I’ve spent the last two years on Earth. data Org’s visualization editor delves into environmental reports. Here’s a quick rundown of some of the most fascinating climate change facts I’ve discovered that most people aren’t aware of — enjoy and share!
1. We’re positive we’re to blame.
“It is unequivocal that human impact has warmed the atmosphere, oceans, and land,” the IPCC states in its most recent report.
What makes us so certain? It took a long time, but climate modeling is now fine-tuned enough to anticipate how things might unfold in the absence of human intervention, with a margin of error. What we are seeing now is outside of that margin of error, demonstrating that we are the ones who have sparked the shift.
2. The previous ten years have been the warmest in 125,000 years.
The most basic of our climate change facts is that, according to a recent IPCC study on the condition of our climate, the last decade was likely the hottest in the last 125,000 years. For roughly 100,000 years, we’ve been alternating between glacial (ice ages) and warmer interglacial times like ours, but we’ve now reached temperatures similar to those before glacial periods existed.
The temperature has reached its highest level in 125,000 years due to climate change.
The temperature (very likely range) during the warmest multi-century period in at least the last 100,000 years, which happened around 6500 years ago during our present era, the Holocene, is shown in the vertical bar on the left. The next most recent contender for a period of higher temperature is roughly 125,000 years ago, prior to the latest ice age. Slow (multi-millennial) orbital oscillations triggered each of these previous warm episodes, which are no longer in effect.

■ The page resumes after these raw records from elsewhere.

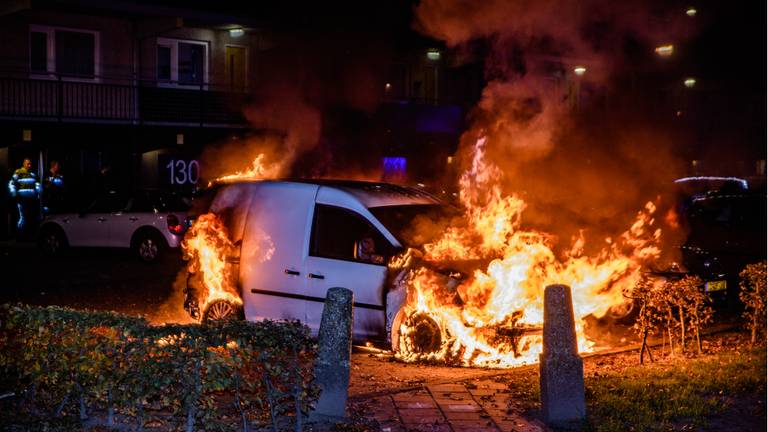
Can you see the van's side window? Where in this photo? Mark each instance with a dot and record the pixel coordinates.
(339, 233)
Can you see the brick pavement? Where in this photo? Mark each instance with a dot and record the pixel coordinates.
(483, 405)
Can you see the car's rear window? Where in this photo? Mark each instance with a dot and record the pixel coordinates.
(156, 202)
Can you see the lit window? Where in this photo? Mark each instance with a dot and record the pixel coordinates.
(181, 62)
(68, 52)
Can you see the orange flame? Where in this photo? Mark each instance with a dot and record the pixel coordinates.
(509, 292)
(258, 170)
(207, 246)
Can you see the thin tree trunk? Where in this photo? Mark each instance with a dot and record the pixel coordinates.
(60, 408)
(754, 328)
(110, 408)
(197, 389)
(81, 400)
(698, 332)
(297, 391)
(682, 329)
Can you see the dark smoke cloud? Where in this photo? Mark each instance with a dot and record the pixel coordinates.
(586, 168)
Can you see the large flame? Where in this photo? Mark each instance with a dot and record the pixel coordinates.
(259, 169)
(508, 294)
(209, 249)
(207, 246)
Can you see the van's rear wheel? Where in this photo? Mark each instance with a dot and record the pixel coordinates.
(417, 334)
(222, 310)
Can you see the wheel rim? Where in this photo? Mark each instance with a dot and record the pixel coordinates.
(148, 249)
(220, 311)
(425, 336)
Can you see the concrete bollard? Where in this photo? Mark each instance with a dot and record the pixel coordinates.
(560, 366)
(333, 356)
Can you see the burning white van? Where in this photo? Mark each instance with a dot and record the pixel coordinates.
(288, 242)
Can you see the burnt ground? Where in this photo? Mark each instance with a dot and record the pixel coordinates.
(115, 280)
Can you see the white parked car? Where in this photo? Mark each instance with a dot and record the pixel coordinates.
(321, 234)
(148, 223)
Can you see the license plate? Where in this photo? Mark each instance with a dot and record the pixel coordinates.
(715, 286)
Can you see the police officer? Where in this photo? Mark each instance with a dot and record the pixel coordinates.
(25, 190)
(53, 189)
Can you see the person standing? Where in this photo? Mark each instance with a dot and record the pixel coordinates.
(53, 189)
(25, 190)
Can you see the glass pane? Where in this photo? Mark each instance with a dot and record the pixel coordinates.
(163, 63)
(341, 234)
(191, 58)
(75, 53)
(38, 52)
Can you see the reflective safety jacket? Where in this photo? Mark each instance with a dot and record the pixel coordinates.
(24, 184)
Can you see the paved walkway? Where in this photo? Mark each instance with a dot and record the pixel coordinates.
(484, 405)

3. The ocean absorbs the vast majority of the heat we generate.
According to a 2019 study, it absorbed 90% of the heat gained by the earth between 1971 and 2010. Another discovered that it absorbed 20 sextillion joules of heat in 2020, which is equivalent to two Hiroshima bombs every second.
Facts about climate change and how the ocean absorbs heat
Because the ocean has such a large volume and heat-storage capacity, some creatures are accustomed to relatively constant temperatures. Coral reefs are particularly vulnerable to climate change, which is why so many are dying.

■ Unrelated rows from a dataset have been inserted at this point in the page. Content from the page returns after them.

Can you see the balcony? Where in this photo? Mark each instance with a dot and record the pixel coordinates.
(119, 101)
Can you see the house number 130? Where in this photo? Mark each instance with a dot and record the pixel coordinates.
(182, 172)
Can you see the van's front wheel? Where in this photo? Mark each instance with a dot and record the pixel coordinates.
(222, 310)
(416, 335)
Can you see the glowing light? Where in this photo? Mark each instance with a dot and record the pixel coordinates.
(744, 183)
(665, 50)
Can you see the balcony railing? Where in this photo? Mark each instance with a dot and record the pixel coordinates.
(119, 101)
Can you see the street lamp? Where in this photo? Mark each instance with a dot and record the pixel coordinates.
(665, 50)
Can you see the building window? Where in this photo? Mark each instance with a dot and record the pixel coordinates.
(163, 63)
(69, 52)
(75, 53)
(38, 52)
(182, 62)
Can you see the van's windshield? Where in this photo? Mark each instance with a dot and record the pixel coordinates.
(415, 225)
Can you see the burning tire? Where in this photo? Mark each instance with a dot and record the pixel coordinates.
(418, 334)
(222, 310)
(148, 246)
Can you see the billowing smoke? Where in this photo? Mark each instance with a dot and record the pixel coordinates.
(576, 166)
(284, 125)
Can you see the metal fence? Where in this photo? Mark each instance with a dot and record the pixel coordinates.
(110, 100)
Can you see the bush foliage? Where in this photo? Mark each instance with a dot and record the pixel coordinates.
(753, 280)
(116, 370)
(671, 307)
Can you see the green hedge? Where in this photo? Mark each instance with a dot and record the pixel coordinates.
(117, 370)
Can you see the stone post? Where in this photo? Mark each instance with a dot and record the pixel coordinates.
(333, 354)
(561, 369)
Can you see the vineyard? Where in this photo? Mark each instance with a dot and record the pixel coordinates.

4. CO2 levels are at their highest level in 2 million years.
CO2 levels pre-industrial were roughly 280 parts per million (ppm). Today, we’re nearing 420 parts per million.
NASA climate change facts: CO2 during the last 800,000 years
The most distant time period for which CO2 levels have been estimated is roughly 500 million years ago, during the Ordovician period.
CO2 levels in the past
The ocean saves us yet again by absorbing nearly a third of the carbon in the atmosphere. It was actually a source of carbon before the industrial revolution, not a sink, but the tremendous amount of CO2 now in the atmosphere has caused it to start absorbing the gas.
5. Each year, we lose 1.2 trillion tonnes of ice.
Because we are dealing with a volume beyond our comprehension, this item on our list of climate change facts can be difficult to comprehend.
We’ve lost roughly 28 trillion tonnes of ice since the mid-1990s, with a current melt rate of 1.2 trillion tonnes per year.
To put it in perspective, the total weight of all human-made objects is 1.1 trillion tonnes. That’s roughly the same mass as all living things on the planet.
Read more: Utah’s 20 Most Interesting Facts
6. Air pollution has both positive and negative aspects.
We recently learned that air pollution kills about 10 million people each year, significantly more than the 4.4 million people who have died from COVID as of this writing. The poor air quality will plague developing areas in South Asia and Africa for years to come, but there is a silver lining.
Polluting particles, such as PM10 or PM2.5, which have similar negative health impacts to cigarettes, actually reflect rather than trap the sun’s heat. We’ve already put enough greenhouse gases into the atmosphere to raise the temperature by 1.5 degrees Celsius, but fine particles have maintained it at 1.1 degrees so far.
Some have recommended purposely spreading particles into the atmosphere to assist reflect more sunlight, but we have refrained due to the risk of unintended consequences.
7. It is now possible to attribute (extreme weather)
We can now confidently trace natural calamities to human-caused climate change. This wasn’t always the case — a lack of data and refined attribution techniques made it difficult to determine how much we contributed to each extreme weather occurrence.
We can quantify how much more likely events like the North American summer heatwave of 2021 became as a result of climate change, which the World Weather Attribution claims would have been “nearly unthinkable” without it.
8. Global warming is reversible (to a degree).
The warmth we’ve generated would gradually reverse if global net emissions were completely stopped, but other climate impacts would last for decades. For example, reversing the trajectory of sea-level rise would take several centuries to millennia.
possible situations if humanity ceased using fossil fuels
9. In 2019, we lost 302.4 billion work hours due to extreme heat.
If you’ve ever visited humid Southeast Asia on a hot August day, you know that working outside with shade is nearly impossible, and working outside without it is perilous. According to a study published in The Lancet, the number of work hours missed due to heat rose from 199 billion in 2000 to 302.4 billion in 2019. In 2019, that translates to 436,969 typical human lifetimes.